A influenciadora Nick Frazão, presa pela Polícia Civil do Rio de Janeiro na segunda-feira (3), usava as redes sociais para mostrar uma rotina de viagens, festas e eventos de luxo. Com mais de 100 mil seguidores no Instagram, Nicolly Evangelista do Carmo publicava registros em destinos como Dubai, Paris, Ilhas Maldivas e Inglaterra, além de cidades brasileiras, de acordo com o g1 Rio de Janeiro.
A prisão foi realizada por agentes da 17ª Delegacia de Polícia (São Cristóvão), com apoio das delegacias da Praça Seca e de Inhaúma. Segundo a investigação, ela é suspeita de participação em pelo menos dois roubos praticados na região de São Cristóvão, na Zona Norte do Rio.
Além da atuação como criadora de conteúdo, Nick apresenta o podcast PodTmais+, voltado para temas relacionados à comunidade transexual, e administra uma página de entretenimento nas redes sociais. O perfil reúne fotos de viagens internacionais, camarotes, hotéis e ensaios fotográficos.
O nome de Nicolly, porém, já aparece em investigações policiais há mais de uma década. Em 2011, antes da transição de gênero, ela foi presa em flagrante por furtar um turista em Copacabana. Dois anos depois, passou a responder por um caso em que foi acusada de agredir um homem nos Arcos da Lapa, roubar um cordão e atacá-lo com golpes de estilete, deixando a vítima com ferimentos que exigiram cerca de 70 pontos.
Em 2014, a influenciadora também foi investigada por rufianismo e favorecimento à prostituição. No mesmo ano, acabou presa em Guarulhos para cumprir um mandado expedido pela Justiça do Rio de Janeiro.

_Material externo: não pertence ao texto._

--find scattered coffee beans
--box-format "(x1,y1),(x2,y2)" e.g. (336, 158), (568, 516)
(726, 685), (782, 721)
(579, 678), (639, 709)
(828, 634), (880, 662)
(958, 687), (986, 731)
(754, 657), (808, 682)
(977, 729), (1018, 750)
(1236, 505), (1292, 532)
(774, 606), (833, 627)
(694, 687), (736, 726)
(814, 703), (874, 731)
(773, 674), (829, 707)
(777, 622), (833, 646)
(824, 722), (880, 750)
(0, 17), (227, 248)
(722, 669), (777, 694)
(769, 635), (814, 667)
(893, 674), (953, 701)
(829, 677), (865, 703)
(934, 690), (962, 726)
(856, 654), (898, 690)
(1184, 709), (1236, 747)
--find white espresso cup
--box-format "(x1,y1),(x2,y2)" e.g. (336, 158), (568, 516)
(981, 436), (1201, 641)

As investigações continuaram nos anos seguintes. Em 2019, Nicolly voltou a ser apontada como suspeita em um roubo na Avenida Mem de Sá que terminou com uma vítima hospitalizada após um golpe de estilete no rosto. Em 2023, foi citada em um registro de ameaça e lesão corporal. A denunciante afirmou que era perseguida por Nick Frazão, que teria usado spray de pimenta durante uma agressão e proibido sua presença na região de Campo Grande.
No ano passado, ela foi presa novamente pela Delegacia Especializada em Armas e Explosivos (Desarme) em uma investigação por roubo. O procedimento acabou sendo arquivado em 2025. Agora, volta a ser alvo da Polícia Civil, desta vez por suspeita de envolvimento em dois roubos ocorridos em São Cristóvão.